И я не просто обеспокоен неразберихой, какая, похоже, царит в нашей семье, хотя это само по себе уже немало, но, лапочка, я просто не верю, что вынесу, если ты вот так всегда будешь вдали от дома. Я знаю, что скоро ты выйдешь замуж и все такое, но до тех пор нехорошо болтаться по всей стране и называть другие места „домом“. Ты провела вдали от нас все последнее лето…»

«Послушай, детка, — продолжал он, — я просто хочу, чтобы ты чаще бывала дома, — это и побуждает меня просить тебя помириться с твоей матерью. Так что, пожалуйста, сделай это ради меня. Но если что-то случится и ты не встретишься с ней или если ты хочешь немного подождать, все равно приезжай сюда в конце будущей недели. Устрой старику передышку. Я полагаю, они обе все еще будут в Шарлотсвилле, так что дом будет в нашем распоряжении и мы сможем сесть в машину и устроить пикник в Йорктауне или Джеймстауне или где-то еще у воды. Привези, если хочешь, с собой одного из своих молодых людей, детка. Я думаю, я смогу выдержать конкуренцию. Что же до неприезда домой на Рождество, что ж, лапочка, не волнуйся, к тому времени все утрясется и когда подойдет сочельник…»

Рождество. Великий Боже. Что-то дошло до его сознания. Он вспомнил бумажные шляпы, фиолетовые и зеленые. Глотнул, наполнил стакан и повернулся к Долли.

— Выключи радио, — приказал он.

Она сидела, казалось, на большом расстоянии от него — в другом конце комнаты, — обложившись подушками, и была вся внимание.

— О’кей.

— Черт возьми, это же просто позор.

— Что именно, лапочка?

— Да всякий раз, как я думаю об Элен. До чего мерзко она обошлась с Пейтон. Почему я с этим мирюсь? — Он поднялся и зашагал по комнате, наслаждаясь своим гневом и театрально рассекая воздух рукой. — Почему? Почему я это приемлю? Можно подумать, что теперь я уже выучил свой урок, верно? Иисусе, помилуй нас, неужели в моем характере в самом деле столько благородства, что я не могу вот так взять и уйти? Что ты на это скажешь?

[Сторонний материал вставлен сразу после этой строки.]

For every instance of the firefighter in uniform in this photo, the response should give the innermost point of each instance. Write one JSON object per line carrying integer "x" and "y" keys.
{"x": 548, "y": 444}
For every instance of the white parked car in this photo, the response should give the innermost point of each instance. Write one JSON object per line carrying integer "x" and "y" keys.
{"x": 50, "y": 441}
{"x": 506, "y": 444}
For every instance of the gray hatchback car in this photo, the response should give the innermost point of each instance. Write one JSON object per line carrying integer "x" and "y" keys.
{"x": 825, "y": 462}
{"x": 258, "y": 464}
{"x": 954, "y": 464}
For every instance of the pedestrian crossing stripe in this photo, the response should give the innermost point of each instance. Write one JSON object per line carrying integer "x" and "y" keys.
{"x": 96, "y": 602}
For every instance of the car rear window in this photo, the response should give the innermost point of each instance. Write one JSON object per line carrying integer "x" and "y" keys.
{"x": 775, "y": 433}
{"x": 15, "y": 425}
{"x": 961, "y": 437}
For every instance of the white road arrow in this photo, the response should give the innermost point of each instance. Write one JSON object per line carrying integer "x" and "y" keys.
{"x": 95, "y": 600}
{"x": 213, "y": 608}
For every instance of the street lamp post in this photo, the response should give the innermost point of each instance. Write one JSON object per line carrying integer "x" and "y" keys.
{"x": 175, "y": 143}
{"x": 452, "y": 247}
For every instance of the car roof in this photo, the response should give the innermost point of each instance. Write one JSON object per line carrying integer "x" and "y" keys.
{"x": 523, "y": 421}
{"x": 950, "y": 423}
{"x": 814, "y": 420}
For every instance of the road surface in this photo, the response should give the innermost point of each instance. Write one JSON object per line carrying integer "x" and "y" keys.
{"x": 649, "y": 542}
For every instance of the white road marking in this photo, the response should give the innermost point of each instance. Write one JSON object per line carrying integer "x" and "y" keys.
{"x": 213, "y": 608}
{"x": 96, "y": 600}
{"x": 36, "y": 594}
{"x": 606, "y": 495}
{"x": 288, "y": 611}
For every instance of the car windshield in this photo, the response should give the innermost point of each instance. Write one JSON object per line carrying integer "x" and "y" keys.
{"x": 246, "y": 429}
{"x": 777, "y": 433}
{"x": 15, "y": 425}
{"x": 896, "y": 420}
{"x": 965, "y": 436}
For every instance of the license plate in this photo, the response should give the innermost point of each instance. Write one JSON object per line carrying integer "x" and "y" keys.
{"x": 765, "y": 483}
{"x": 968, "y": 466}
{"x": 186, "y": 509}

Долли поняла это как намек и начала готовить ответ, но вопрос был задан риторически.

— Это позор, — громко продолжал он, — когда у тебя не хватает мужества избавиться от преданной Богу, закоснелой, твердокаменной, околдованной Евангелием дьяволицы. При этом — настоящей святой. О Господи, что же я наделал, чтобы такое заслужить?

Долли встала и, подойдя к нему, положила руки ему на плечи. Она решительно отобрала у него стакан и потянула его к дивану.